Part of the allure of Notion is the extensive user community, including its raving fans, that has contributed to an endless amount of templates, both free and paid, that can help you get started with Notion with little time wasted.
4. Leadfeeder
Ever wanted to know who was visiting your site? Was it the audience you intended that you are tracking in your analytics, or was it just garbage? Those are among the questions that LeadFeeder looks to help you solve. While more expensive tools on the market will give you insights into buying signals and intent, you need to start somewhere. And with 100 identified companies from the last 7 days you can look to see if accounts you are targeting are reaching and engaging with your content.
5. Mouseflow
If you are looking at building a tech stack and Hubspot is on your list, there is no better UX research tool for your website than Mouseflow. Like many tools in its category, it allows you to watch session replays, view heatmaps from your pages, and uncover friction that goes beyond what you may get in a web analytics tool like Google Analytics.
What we like about Mouseflow better than its competition is its integration with Hubspot. Mouseflow offers two unique abilities that you can integrate with Hubspot. The first is a forms integration. With this integration you can see how far your visitors are progressing with their form submissions and see what fields are causing friction that is preventing submission. The other is an integration to be able to link Hubspot IDs with the session replays to see how particular visitors are engaging with your site. As you build out your ability to track who is visiting your site and form target account lists this will later become an invaluable asset to have at your disposal.
6. Looker Studio (formerly Google Data Studio)

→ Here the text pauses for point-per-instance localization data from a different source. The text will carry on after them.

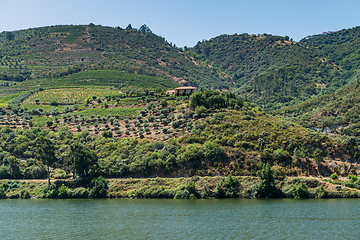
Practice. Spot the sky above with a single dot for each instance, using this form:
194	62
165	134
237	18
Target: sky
186	22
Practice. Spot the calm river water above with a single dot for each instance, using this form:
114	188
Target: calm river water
180	219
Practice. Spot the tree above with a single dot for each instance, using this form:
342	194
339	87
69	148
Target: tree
82	160
129	27
318	156
145	29
45	152
9	36
266	188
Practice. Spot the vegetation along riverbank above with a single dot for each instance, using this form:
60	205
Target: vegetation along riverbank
195	187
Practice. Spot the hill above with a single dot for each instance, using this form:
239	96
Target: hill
159	135
271	70
59	51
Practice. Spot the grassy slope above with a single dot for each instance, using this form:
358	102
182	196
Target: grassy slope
269	69
169	187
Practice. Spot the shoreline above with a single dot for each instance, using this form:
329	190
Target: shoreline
177	188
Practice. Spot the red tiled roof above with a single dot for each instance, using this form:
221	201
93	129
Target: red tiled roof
184	88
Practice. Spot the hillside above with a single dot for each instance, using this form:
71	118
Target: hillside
58	51
159	135
271	70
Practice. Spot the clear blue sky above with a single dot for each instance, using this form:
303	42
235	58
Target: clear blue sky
186	22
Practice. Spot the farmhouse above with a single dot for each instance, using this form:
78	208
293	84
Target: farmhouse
182	90
170	92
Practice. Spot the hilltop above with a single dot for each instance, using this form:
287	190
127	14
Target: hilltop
98	92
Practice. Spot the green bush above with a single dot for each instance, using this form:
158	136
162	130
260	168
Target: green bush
300	191
24	194
353	178
334	176
99	187
63	191
182	194
80	192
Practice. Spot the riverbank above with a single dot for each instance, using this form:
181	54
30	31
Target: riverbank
178	188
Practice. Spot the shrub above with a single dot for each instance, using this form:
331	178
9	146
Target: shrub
300	191
80	192
63	191
175	124
165	130
99	187
334	176
266	188
199	110
353	178
107	134
321	192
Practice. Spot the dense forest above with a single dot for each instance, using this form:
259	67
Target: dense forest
79	103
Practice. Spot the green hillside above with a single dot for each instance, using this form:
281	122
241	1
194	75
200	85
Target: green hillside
270	70
98	92
58	51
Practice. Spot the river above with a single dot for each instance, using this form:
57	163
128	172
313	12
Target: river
180	219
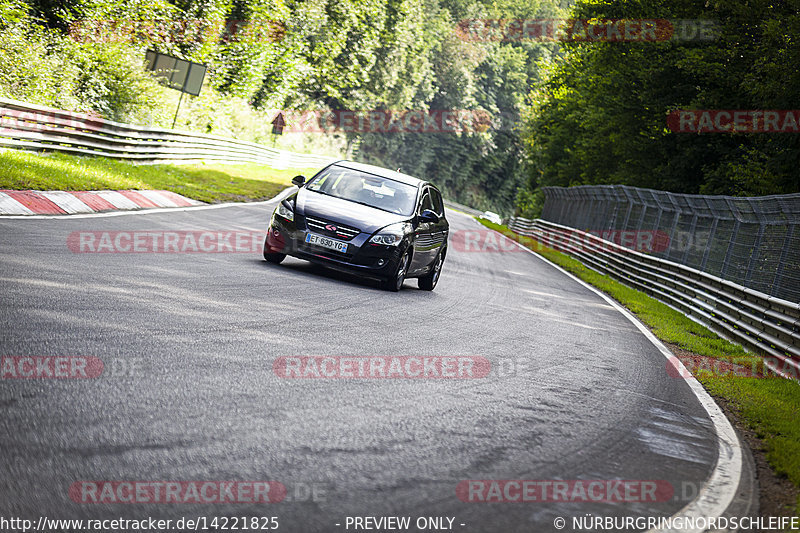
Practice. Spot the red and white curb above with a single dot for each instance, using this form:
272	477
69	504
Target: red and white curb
69	203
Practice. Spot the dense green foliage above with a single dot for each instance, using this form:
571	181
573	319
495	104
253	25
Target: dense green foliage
212	183
328	55
600	116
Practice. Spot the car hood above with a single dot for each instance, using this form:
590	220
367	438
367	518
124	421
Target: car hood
367	219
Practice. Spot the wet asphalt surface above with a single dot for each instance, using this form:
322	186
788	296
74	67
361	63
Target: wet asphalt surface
188	392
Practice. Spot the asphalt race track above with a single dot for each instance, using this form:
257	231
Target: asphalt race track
188	392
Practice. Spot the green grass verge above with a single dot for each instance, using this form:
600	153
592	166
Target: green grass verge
769	406
205	182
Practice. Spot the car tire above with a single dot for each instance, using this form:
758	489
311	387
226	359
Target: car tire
428	281
273	257
395	283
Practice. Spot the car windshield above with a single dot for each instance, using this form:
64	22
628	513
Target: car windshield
367	189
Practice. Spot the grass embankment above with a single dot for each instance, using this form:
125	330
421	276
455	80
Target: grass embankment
205	182
768	406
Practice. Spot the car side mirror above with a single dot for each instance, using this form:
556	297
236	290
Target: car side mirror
428	215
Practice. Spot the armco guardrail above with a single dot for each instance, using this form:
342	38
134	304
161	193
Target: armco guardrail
764	324
33	127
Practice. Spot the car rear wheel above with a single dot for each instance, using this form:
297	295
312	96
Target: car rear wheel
428	281
395	283
273	257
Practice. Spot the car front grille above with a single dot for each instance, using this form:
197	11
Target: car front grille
331	229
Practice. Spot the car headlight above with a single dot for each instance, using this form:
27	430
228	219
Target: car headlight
392	235
285	212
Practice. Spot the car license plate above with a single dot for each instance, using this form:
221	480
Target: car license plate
325	242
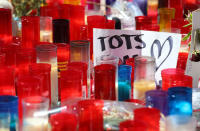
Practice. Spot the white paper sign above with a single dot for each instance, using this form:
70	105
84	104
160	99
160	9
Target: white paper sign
125	44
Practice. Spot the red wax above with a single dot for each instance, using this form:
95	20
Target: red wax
143	22
182	60
70	84
2	59
58	11
83	67
174	77
24	57
30	31
7	81
62	56
131	125
49	10
77	18
178	5
150	116
90	115
104	82
28	85
84	32
131	62
44	71
63	122
110	24
190	1
10	52
5	25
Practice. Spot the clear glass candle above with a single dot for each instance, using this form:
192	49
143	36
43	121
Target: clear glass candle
145	68
4	121
80	52
182	123
90	115
42	70
71	84
106	77
9	106
48	54
46	29
132	125
35	116
153	8
30	31
157	99
180	101
7	81
5	25
150	116
124	82
166	15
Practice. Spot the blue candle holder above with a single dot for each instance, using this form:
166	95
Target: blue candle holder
157	99
124	82
9	105
180	101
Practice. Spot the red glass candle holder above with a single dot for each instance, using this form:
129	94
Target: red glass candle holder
182	60
150	116
90	115
60	123
44	71
24	57
49	10
110	24
5	25
178	80
30	31
70	84
104	82
84	32
83	67
94	22
28	85
167	75
76	20
7	81
10	54
142	22
62	56
178	5
131	62
131	125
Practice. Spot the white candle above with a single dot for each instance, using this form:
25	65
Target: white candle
54	83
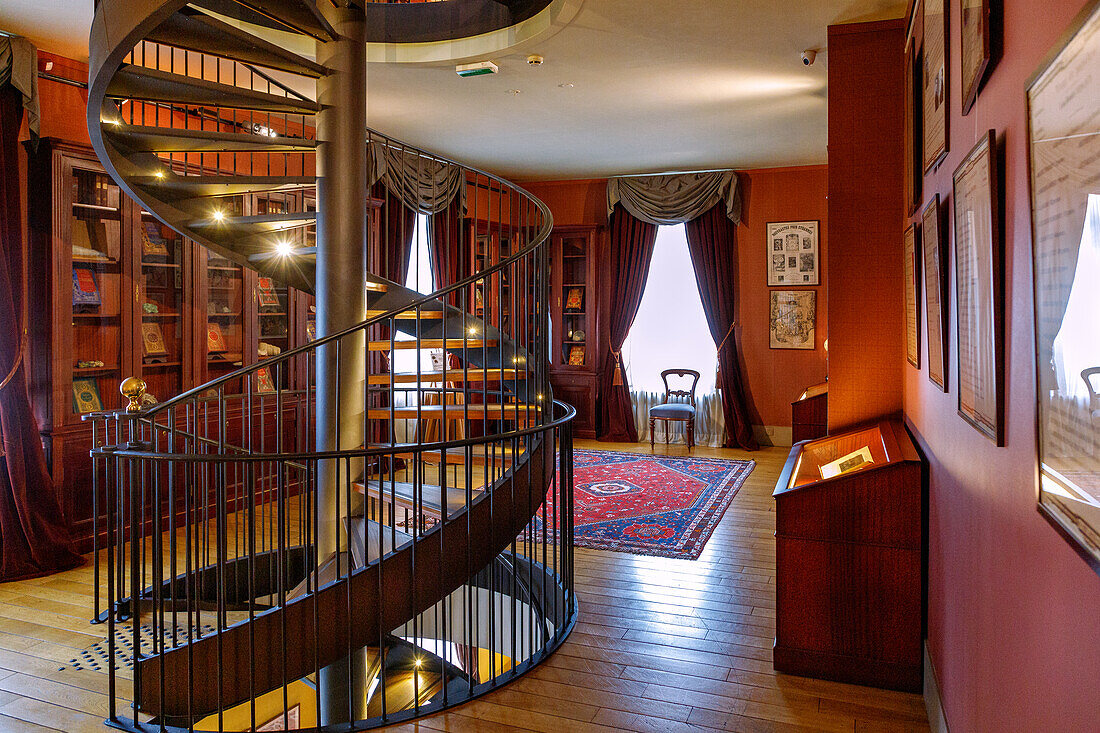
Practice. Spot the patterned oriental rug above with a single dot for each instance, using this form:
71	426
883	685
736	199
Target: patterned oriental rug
659	505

Looker Studio makes an appearance on our list most notably because it provides a powerful reporting system to bring together your data from Google Analytics, Google Search Console, and outside sources to be able to visualize your data to help you make informed decisions. Reports can be generated as charts, graphs, tables, maps, and more. You can even create custom fields with custom calculations to extend the data already being collected by your systems. And when you run out of ideas and need inspiration for a new dashboard or report, you can head over to the Looker Studio Gallery to find the perfect starting point for your next reporting objective.
7. Moz – free SEO tools
As a name that has been synonymous with SEO for many years, Moz has provided professional SEO tools to perform site audits to local tools to help you manage your local listings for better visibility and ranking. Even with a powerful set of tools to grow into, Moz offers some free tools to help you get your foundations set and start to build out an SEO strategy.

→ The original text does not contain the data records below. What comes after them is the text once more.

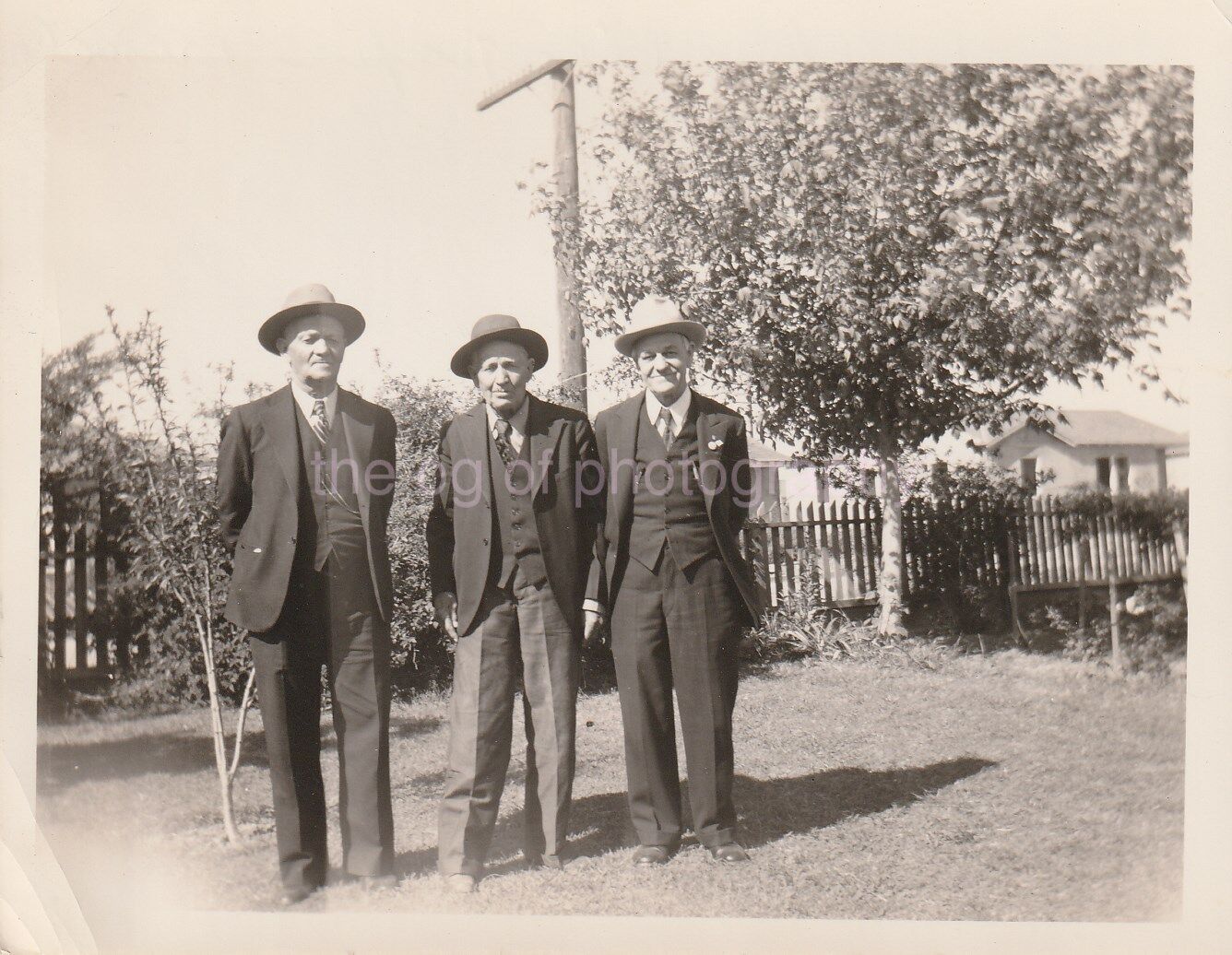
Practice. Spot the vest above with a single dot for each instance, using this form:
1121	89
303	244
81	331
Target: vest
333	524
515	535
669	508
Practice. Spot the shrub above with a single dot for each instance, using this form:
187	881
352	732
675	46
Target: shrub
801	629
1154	628
419	657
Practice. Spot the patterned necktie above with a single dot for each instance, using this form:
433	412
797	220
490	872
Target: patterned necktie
666	428
501	435
319	421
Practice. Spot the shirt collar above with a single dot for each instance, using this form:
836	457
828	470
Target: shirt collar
305	401
517	421
679	408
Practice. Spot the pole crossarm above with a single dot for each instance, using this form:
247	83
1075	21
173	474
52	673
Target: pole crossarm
527	79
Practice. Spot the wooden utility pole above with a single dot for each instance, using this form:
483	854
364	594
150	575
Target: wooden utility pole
571	344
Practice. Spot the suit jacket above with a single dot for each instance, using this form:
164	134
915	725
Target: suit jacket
260	496
721	439
459	525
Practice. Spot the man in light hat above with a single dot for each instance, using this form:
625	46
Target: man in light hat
509	541
669	567
304	483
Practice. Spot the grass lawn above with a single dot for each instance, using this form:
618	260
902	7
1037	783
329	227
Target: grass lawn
1004	787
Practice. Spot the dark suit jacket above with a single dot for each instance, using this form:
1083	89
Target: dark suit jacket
459	526
722	439
259	498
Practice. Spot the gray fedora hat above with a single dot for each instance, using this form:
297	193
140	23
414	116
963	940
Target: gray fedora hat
310	300
655	314
506	328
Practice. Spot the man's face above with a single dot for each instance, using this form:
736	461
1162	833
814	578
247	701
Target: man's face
314	347
501	371
664	360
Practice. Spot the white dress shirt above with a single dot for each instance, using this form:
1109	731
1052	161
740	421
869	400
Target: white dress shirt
516	425
307	401
679	409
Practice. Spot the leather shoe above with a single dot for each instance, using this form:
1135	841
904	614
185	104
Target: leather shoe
729	853
651	855
378	881
459	884
294	895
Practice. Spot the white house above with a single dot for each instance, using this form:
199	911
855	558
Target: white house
1110	450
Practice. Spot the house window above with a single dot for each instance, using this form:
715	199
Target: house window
1104	473
1026	469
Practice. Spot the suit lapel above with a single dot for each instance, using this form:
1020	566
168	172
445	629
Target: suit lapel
705	453
473	434
358	428
622	447
283	431
543	442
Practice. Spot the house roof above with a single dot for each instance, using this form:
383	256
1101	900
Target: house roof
1085	428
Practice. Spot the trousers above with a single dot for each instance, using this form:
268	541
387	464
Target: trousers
330	620
520	633
678	630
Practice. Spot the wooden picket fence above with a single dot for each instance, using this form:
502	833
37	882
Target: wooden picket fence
1056	548
832	551
77	560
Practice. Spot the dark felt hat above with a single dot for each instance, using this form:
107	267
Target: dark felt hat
310	300
506	328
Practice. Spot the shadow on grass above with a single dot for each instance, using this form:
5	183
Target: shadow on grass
65	764
772	808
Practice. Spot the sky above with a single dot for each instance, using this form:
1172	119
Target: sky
206	187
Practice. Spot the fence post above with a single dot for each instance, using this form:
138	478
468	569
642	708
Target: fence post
1115	615
80	593
61	545
1178	540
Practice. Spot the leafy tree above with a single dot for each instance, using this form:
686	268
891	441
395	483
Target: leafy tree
888	253
178	555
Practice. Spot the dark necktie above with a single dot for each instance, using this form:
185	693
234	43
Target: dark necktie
501	435
319	421
666	428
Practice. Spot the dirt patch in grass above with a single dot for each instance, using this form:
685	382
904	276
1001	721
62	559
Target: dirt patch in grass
1004	787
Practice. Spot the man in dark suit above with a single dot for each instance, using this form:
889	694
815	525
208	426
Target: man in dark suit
509	541
669	567
304	483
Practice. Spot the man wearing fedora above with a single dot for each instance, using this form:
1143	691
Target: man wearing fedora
509	542
304	483
669	567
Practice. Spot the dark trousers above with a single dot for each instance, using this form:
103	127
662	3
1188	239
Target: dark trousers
521	632
332	621
679	630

Moz’s free SEO tools includes features to help you perform limited keyword research, competitive research, domain analysis, online presence review, and a link explorer to uncover link building opportunities for your website.
This is only the beginning…
While these names can begin to help you with your digital strategy, these tools only scrape the surface of the vast martech stack that exists including free tools to help with your strategy. Having worked many years in marketing operations, it’s not about the right tool to get the job done, but it’s about finding the right tool for your team that gets the job done. If you invest in a tool that does not meld with the strengths of your team, you can often struggle to get the full benefit of the application. Digital tools are here to support and empower you to attract, engage, and retain your audience by delighting them at all stages of their customer journey and can do things from helping grow your digital presence, to managing your social identities, orchestrating customer journies, distributing your content, and automating operational tasks.